I started out supporting accounting software and threw myself into things
other people were afraid of, like intercompany accounting and general ledger
data issues. Be curious about others' blind spots, and people will appreciate
it. You'll become the specialist, the expert, the go-to person for something
other people know little about.

------
paulcole
Just remember that most people aren’t great at their jobs. It’s fine to be
average or below average— most people are.

That’s how I deal with it at least. Do enough to not get fired. Make mistakes
sometimes. Whatever, not the end of the world.

------
solipsism
You need to find what you're good at. Each human is an incredibly complex
array of strengths and weaknesses. We all focus on our specific weaknesses and
compare ourselves to others by noticing what strengths they have that we don't
have. What you need to do is find the strengths you have that others don't
have. Chances are there are some.

Also, make sure you care about doing a good job and improving. Most managers
out there are dealing with one or two people who seem to not give a shit.
Those are are top of mind for the manager. Always give a shit.

------
probinso
remember that there's great value in always being the dumbest person in the
room. as long as you're always learning regardless of your learning rate you
will leave with much more than you think.

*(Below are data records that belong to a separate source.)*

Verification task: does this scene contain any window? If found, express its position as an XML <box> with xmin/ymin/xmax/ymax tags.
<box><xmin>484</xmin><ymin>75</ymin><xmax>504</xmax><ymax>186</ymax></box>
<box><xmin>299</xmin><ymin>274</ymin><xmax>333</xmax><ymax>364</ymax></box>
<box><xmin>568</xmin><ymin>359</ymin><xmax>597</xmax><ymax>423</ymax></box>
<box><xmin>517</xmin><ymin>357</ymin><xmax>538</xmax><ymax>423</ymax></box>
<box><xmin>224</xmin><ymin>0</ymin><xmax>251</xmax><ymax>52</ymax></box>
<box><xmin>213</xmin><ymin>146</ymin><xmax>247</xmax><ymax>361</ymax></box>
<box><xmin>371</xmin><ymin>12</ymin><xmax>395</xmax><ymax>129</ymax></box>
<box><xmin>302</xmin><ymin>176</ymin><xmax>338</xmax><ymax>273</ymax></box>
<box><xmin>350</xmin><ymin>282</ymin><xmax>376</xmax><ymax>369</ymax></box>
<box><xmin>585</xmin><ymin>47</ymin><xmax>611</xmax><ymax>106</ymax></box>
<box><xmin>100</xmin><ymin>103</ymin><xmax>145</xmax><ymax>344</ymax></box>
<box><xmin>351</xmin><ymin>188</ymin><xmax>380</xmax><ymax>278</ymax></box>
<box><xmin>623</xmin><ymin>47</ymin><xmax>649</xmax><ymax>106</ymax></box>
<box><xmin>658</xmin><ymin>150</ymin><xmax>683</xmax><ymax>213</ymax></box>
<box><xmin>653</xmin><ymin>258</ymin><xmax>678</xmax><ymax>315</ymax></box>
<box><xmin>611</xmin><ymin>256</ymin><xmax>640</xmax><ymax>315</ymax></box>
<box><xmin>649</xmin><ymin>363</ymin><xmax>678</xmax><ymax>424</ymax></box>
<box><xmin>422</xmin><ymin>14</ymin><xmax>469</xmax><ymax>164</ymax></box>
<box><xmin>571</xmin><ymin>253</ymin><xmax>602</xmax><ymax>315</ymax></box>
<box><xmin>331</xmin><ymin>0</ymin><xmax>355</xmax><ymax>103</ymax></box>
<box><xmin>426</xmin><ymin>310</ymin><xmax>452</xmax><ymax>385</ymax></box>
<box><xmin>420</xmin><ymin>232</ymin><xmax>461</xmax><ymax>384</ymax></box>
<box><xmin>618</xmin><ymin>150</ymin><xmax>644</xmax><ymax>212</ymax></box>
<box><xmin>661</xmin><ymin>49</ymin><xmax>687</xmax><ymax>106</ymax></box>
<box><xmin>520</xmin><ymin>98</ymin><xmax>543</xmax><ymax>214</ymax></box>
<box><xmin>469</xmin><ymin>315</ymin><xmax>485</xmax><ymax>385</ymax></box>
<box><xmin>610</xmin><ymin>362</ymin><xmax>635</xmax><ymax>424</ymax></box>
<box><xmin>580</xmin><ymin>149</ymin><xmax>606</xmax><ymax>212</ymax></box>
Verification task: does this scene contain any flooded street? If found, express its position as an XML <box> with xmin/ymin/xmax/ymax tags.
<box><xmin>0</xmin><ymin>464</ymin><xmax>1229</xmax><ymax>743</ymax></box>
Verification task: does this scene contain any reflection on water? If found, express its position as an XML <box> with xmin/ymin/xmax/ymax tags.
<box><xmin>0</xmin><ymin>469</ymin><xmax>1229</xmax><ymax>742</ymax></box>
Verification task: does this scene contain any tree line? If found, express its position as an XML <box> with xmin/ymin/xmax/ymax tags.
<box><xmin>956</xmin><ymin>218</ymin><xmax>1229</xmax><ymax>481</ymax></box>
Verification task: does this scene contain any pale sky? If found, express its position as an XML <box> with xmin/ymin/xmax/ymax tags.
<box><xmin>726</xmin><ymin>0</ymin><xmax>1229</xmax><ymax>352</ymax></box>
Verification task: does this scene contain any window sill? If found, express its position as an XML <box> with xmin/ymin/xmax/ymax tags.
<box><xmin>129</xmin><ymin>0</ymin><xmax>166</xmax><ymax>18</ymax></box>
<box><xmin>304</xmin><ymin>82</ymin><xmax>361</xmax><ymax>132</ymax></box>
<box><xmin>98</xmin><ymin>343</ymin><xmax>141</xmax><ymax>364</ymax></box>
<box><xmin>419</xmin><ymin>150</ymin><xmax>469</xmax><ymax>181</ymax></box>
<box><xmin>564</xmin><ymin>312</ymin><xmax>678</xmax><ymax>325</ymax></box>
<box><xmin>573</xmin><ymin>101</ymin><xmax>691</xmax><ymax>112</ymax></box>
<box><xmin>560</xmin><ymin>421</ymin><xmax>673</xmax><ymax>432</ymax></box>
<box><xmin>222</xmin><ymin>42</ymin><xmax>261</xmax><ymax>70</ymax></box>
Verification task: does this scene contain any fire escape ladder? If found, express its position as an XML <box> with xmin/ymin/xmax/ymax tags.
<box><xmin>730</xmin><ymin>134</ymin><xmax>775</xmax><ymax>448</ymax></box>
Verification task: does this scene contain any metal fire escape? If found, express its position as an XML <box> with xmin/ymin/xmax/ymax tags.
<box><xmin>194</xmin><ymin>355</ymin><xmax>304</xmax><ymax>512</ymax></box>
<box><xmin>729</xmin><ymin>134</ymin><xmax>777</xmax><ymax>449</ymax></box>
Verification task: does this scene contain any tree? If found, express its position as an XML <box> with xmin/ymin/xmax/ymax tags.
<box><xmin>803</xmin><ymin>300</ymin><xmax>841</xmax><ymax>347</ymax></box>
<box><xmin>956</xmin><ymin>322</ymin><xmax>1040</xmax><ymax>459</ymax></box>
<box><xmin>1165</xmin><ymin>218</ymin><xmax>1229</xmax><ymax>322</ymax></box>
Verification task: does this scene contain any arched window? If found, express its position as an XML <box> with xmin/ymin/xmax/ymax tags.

that being said, the point at which you should feel comfortable in a project
is the point once you can mimic the whole project yourself. for small projects
this may just take a couple months. for large projects this could take much
longer.

you can narrow your scope bye fixing the range of types of work. this can be
done by restricting yourself to backed, frontend, data... this gives you the
opportunity to get better more quickly because you can focus more. this does
however limits your contributions, may not always be an option, and maybe over
reacting

the other option is to just get better at estimating time. track all of your
time, don't report it if you don't have to. if you become good at estimating
your time, and use those in your projections, you will feel far more
confident. include learning time. this is a skill that most engineers don't
have.

it also helps to remember that regardless of how slow you are, any work your
complete his work somebody else doesn't have to do. how fast do army not be
the most marketable part of who you are. discover if your value add is
elsewhere even if it is just a cog that does things that others don't want to.
that it value and appreciated. other values may be communication,
documentation, education, management, culture, ...

also, when always pushing yourself it's easier to feel behind. you won't need
to push yourself your whole life. a co-worker of mine said he would never work
at a startup again because he always had to push to learn new technologies and
had to wear too many hats. he is an Excellent developer (better than most I
know who love working at stadtups) who didn't thrive in that environment.

------
orionblastar
I would use Yahoo, now Google I use, to look up stuff I didn't know how to do.
That was in the late 1990s and it is like reading a tech book. You can catch
up if you do that.

Don't let imposter syndrome get you, you get paid for your labor not your
skills. Just don't fall behind on your projects, if you do ask for help.